Have you ever looked at an external drive with folders created on a Mac but then loaded on Windows or Linux? If you look carefully (turn on viewing of hidden and system files) you'll see a file beginning with ._
for some or many of your files, varying by file type. What are these mysterious '._xxx' files?
Mac OSX Resource Forks
Those ._ files are called resource forks. Resource forks are specific to Mac filesystems. They don't take up too much space and can contain useful data about your files. But deleting them also won't delete your files (the data forks) so is generally not a problem. If seeing the files in Windows or Linux is annoying to you then you can delete them from your external drive.
Cleaning up ._ files
On newer versions of Mac OS X, it comes with a dot_clean
command which you can run in Terminal while passing it the path of a directory to clean.
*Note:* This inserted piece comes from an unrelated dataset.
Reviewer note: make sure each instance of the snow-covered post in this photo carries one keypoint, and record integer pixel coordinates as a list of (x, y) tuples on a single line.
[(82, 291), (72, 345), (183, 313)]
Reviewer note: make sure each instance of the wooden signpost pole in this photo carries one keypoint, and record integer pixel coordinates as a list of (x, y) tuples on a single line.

Don't clean root '/' but choose a mounted external disk. Run the mount
command to see what disks were added into your '/Volumes/' directory and choose one of those. If your disk was named 'morestorage' then you could see it when you ran 'mount' and then run dot_clean /Volumes/morestorage
.
On Linux or non-Mac operating systems, you can still delete those files recursively using the 'find' command. Given you are currently in the directory you want to clean (recursively) in a terminal, then run:
find . -name '._*' -type f -delete
This won't prevent the future creation of those ._ files again so you may need to run this again if you copy or create new files on the disk within Mac OS.